Başlatın oyunu yahu...
Sunucu balkonda tam skeci anons edecek, biri Bursaspor kaşkolu veriyor...
Skeç kalıyor, kaşkol muhabbeti başlıyor.
O bitiyor "Hah" skeç başlayacak" diyorsunuz... Maalesef "Hayır" başlamıyor. Kestane şekeri getirmişler, onu veriyorlar sunucuya... Sırada kestane şekeri muhabbeti var.
Neyse "Bitti, skece geçiyoruz" diyorsunuz... Ah o da ne seyirciler arasındaki bir çocuk elinde bir kitap gösteriyor...
Yahu başlatın şu skeci...
Hayır, olmaz... Kitap muhabbetine dalış başlıyor...
Yılmaz sahnede oturmuş soruyor "O kitap şiir kitabı mı?. Kim yazmış"...
Kız balkondan cevap veriyor "Babam yazdı"...
Yahu skeç... Ne oldu skeç?...
Boşver onu... Yılmaz Erdoğan da boşveriyor... "Oku bakiim kızım babanın şiirlerini" diyor... Kız başlıyor babasının şiir kitabından okumaya...
Şiir bitecek skeç başlayacak diyorsunuz... Yok başlamıyor...
Yılmaz Erdoğan "Kız okuyamadı, sen oku diyerek" sunucuya sesleniyor. Aynı şiiri bir de sunucudan dinliyoruz... Bu böyle devam edip gidiyor...

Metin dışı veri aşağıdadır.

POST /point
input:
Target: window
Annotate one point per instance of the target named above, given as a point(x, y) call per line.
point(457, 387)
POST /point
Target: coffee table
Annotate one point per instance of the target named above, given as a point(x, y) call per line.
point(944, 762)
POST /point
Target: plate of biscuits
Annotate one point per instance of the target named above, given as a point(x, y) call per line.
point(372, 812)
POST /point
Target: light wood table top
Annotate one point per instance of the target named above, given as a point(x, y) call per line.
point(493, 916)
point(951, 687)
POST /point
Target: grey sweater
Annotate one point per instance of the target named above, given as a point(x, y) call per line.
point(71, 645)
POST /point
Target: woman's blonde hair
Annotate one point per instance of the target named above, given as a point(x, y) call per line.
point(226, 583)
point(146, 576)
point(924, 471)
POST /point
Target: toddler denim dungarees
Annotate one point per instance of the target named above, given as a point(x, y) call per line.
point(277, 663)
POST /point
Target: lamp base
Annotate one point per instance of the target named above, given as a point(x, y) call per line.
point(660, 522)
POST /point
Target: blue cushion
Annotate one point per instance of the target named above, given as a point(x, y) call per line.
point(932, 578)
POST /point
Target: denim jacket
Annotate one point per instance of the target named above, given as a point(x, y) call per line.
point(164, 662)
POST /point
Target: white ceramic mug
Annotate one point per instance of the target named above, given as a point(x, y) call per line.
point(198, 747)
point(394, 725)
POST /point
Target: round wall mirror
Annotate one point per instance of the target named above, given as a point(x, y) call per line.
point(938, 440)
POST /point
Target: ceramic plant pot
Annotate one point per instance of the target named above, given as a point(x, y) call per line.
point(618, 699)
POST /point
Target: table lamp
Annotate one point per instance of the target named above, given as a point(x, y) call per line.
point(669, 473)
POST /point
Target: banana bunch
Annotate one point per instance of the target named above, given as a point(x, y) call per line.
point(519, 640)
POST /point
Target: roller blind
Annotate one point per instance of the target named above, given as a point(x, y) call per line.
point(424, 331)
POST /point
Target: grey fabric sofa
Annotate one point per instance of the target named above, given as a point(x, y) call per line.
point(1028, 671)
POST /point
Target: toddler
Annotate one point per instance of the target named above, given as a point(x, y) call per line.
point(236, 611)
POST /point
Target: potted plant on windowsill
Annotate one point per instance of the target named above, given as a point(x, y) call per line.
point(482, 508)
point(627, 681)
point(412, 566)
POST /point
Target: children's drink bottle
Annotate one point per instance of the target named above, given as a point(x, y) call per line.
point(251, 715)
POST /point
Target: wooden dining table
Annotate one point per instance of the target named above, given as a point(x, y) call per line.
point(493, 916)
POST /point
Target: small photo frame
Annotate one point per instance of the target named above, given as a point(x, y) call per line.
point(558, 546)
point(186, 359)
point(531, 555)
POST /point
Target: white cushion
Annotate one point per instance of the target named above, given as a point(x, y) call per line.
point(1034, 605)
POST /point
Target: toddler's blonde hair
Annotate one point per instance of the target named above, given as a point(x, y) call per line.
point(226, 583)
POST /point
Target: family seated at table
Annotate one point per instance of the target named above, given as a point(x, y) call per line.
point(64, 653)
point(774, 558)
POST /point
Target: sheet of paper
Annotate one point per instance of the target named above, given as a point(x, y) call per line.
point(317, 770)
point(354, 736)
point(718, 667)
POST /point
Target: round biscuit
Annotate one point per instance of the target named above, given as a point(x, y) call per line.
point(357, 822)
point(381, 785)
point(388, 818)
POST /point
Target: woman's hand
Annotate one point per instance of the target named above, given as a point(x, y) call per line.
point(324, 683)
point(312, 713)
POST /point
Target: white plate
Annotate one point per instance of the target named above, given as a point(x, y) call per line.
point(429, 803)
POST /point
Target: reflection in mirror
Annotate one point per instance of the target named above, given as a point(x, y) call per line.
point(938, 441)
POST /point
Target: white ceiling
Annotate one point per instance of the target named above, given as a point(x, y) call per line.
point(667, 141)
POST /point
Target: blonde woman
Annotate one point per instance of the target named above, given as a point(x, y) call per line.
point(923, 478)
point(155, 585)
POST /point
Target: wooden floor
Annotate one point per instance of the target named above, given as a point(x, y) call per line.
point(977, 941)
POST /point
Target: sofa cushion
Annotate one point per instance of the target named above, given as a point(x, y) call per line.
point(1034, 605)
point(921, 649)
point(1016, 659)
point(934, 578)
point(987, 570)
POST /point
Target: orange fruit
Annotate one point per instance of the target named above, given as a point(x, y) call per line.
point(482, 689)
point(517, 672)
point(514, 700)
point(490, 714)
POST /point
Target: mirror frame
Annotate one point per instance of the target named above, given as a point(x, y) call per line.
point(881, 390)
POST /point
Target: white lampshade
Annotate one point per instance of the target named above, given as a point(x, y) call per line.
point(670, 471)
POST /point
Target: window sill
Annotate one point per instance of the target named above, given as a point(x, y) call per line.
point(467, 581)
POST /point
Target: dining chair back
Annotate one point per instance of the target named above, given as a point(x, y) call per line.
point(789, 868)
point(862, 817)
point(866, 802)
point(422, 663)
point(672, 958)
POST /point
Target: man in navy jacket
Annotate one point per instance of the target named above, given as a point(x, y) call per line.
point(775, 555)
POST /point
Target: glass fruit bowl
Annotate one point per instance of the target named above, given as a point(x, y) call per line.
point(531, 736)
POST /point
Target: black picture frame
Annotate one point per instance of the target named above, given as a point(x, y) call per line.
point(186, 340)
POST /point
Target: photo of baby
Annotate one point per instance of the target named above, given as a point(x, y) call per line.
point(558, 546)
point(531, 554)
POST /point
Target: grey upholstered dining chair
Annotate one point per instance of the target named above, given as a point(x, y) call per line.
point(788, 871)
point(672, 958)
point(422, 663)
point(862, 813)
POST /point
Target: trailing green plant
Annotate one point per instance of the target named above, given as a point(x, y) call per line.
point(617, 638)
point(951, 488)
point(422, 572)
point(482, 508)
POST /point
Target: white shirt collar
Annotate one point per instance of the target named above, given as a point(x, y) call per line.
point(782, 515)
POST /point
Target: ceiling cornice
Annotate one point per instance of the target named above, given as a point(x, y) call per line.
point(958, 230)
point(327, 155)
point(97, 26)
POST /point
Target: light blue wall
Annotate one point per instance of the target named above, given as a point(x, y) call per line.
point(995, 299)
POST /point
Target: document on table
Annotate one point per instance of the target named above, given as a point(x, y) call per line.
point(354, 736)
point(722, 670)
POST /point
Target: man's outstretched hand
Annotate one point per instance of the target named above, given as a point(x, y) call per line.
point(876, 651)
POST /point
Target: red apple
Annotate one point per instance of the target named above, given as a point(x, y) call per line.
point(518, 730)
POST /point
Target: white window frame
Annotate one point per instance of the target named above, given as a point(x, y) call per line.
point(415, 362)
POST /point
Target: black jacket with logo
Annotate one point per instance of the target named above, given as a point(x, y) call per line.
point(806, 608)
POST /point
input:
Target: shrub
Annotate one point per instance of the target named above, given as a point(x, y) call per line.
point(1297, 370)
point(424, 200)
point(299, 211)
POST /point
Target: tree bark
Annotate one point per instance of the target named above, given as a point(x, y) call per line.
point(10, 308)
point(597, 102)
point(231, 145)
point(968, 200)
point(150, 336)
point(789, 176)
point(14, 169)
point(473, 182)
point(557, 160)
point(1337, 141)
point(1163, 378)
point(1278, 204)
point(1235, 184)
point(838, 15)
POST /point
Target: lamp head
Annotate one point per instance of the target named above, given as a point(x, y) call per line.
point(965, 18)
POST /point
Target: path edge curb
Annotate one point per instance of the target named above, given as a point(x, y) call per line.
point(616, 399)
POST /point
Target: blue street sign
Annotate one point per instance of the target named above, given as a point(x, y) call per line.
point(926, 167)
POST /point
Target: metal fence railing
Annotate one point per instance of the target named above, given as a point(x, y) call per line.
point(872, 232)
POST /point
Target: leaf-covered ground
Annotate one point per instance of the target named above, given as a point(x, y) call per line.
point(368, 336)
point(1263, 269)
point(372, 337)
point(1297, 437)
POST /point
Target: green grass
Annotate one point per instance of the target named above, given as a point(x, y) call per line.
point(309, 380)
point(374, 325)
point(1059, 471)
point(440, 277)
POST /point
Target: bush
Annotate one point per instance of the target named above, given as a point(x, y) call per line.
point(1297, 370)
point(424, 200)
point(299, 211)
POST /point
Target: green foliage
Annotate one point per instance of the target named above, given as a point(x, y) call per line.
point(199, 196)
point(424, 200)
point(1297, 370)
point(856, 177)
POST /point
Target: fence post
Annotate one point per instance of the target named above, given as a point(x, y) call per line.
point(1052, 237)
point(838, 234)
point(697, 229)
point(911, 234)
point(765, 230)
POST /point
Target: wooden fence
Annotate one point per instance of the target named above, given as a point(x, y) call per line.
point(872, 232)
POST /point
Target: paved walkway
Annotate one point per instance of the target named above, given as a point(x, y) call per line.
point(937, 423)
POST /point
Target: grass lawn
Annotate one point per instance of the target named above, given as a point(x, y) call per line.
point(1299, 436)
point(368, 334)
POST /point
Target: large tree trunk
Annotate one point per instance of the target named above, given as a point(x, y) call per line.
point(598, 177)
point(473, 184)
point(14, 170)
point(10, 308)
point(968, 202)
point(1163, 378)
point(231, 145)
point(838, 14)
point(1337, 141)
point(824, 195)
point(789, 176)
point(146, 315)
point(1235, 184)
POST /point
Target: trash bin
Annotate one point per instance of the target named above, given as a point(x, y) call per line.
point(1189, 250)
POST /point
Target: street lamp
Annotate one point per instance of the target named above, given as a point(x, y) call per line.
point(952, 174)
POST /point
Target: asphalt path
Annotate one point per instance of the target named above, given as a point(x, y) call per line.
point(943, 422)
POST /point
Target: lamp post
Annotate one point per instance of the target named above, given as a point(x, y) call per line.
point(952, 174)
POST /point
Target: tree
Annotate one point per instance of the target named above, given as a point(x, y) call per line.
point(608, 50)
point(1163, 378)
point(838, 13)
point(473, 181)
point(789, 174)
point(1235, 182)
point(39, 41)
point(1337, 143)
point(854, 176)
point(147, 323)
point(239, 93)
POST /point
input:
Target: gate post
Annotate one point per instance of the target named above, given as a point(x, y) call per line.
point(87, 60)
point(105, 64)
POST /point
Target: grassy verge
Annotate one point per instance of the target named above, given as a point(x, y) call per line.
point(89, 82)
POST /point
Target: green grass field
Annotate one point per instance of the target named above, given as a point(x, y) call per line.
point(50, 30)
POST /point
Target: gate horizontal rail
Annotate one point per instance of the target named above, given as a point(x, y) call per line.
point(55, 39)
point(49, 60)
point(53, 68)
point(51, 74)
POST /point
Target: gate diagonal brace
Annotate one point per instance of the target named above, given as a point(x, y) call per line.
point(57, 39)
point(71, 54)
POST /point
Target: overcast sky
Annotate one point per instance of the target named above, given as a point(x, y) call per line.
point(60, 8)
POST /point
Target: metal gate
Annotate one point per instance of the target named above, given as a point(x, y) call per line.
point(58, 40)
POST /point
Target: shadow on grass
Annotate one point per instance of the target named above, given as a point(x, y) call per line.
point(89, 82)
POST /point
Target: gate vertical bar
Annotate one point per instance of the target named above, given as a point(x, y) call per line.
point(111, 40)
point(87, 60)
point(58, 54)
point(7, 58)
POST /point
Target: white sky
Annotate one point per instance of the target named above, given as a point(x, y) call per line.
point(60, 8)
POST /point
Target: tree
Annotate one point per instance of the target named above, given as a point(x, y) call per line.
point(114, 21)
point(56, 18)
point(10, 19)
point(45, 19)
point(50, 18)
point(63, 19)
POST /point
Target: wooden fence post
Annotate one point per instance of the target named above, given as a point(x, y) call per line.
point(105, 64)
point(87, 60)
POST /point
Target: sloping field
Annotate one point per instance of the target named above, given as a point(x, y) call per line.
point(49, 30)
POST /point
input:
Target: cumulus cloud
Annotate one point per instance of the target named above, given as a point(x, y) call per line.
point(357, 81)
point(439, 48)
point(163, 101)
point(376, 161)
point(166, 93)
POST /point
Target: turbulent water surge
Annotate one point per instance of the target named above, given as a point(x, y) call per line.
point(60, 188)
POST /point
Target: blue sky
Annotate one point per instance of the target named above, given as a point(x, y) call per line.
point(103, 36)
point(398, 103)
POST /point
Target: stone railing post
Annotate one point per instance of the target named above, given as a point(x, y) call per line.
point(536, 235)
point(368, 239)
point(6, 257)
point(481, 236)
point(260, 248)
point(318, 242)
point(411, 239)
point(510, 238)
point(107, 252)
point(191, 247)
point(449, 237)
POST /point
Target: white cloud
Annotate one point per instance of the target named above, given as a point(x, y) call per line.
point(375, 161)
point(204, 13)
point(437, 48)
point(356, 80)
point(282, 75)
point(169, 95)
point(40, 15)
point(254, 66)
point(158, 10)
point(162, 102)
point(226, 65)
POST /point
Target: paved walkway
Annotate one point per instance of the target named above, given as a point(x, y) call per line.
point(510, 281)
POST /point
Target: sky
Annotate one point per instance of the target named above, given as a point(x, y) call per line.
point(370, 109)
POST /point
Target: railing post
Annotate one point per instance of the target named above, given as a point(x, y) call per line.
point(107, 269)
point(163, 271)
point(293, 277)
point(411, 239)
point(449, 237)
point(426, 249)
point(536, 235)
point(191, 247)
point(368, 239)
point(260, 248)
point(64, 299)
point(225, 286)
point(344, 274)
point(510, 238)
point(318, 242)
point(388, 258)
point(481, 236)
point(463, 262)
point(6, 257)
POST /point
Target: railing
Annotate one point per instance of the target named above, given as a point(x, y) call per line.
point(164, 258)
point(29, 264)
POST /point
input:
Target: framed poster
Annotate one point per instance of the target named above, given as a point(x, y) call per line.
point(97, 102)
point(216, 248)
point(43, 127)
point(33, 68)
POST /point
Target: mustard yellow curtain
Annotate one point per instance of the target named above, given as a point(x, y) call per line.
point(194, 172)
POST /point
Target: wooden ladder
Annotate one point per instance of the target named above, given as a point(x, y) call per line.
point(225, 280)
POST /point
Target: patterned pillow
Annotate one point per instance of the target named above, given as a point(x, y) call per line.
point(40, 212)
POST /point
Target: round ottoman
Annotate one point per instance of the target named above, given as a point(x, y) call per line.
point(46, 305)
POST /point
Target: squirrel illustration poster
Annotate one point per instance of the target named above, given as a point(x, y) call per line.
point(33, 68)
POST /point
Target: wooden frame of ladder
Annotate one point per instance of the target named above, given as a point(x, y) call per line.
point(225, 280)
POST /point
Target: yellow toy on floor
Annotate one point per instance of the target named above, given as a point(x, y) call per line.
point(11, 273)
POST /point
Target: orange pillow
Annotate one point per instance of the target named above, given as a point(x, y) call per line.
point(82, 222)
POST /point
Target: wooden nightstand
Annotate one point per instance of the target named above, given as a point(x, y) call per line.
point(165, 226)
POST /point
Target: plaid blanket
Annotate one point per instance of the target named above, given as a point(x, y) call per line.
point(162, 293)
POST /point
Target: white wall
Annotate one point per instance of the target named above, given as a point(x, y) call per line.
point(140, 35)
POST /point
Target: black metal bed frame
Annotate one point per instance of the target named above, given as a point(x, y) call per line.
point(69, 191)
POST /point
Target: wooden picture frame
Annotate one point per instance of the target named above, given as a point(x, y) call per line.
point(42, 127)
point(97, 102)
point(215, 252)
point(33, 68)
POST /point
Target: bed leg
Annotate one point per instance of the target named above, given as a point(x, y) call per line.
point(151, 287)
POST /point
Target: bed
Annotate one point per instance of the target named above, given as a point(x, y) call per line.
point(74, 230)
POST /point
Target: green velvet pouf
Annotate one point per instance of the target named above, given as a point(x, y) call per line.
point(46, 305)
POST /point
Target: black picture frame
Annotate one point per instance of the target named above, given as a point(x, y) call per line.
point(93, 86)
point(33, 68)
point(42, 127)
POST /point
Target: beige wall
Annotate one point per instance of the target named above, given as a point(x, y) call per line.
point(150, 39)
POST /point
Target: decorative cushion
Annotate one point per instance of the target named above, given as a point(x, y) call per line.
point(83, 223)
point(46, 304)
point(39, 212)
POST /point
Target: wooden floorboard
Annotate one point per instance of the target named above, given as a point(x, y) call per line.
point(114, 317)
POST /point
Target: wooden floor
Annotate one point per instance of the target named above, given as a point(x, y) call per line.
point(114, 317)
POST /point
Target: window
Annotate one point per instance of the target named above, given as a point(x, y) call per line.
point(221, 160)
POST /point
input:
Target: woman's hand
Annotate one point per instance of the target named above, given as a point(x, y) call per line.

Havaya uçtu on dakika... Fenalıklar basan seyirci zap üzerine zap yapıyor...
Bu arada zaman kalırsa skeci oynuyorlar...
Manzara aynen böyle... "Çok Geyik Muhabbetler Bunlar"a dönmüş program...
Ya Yılmaz Erdoğan egosuna teslim oldu, "Her yirmi dakikada bir, ben on dakika konuşarak kendimi göstereceğim" diyor...
Ya da genç oyuncular havaya girip tembelleşti, o ilk günkü heyecanları yok... İşi sallayıp skeç üretemiyorlar...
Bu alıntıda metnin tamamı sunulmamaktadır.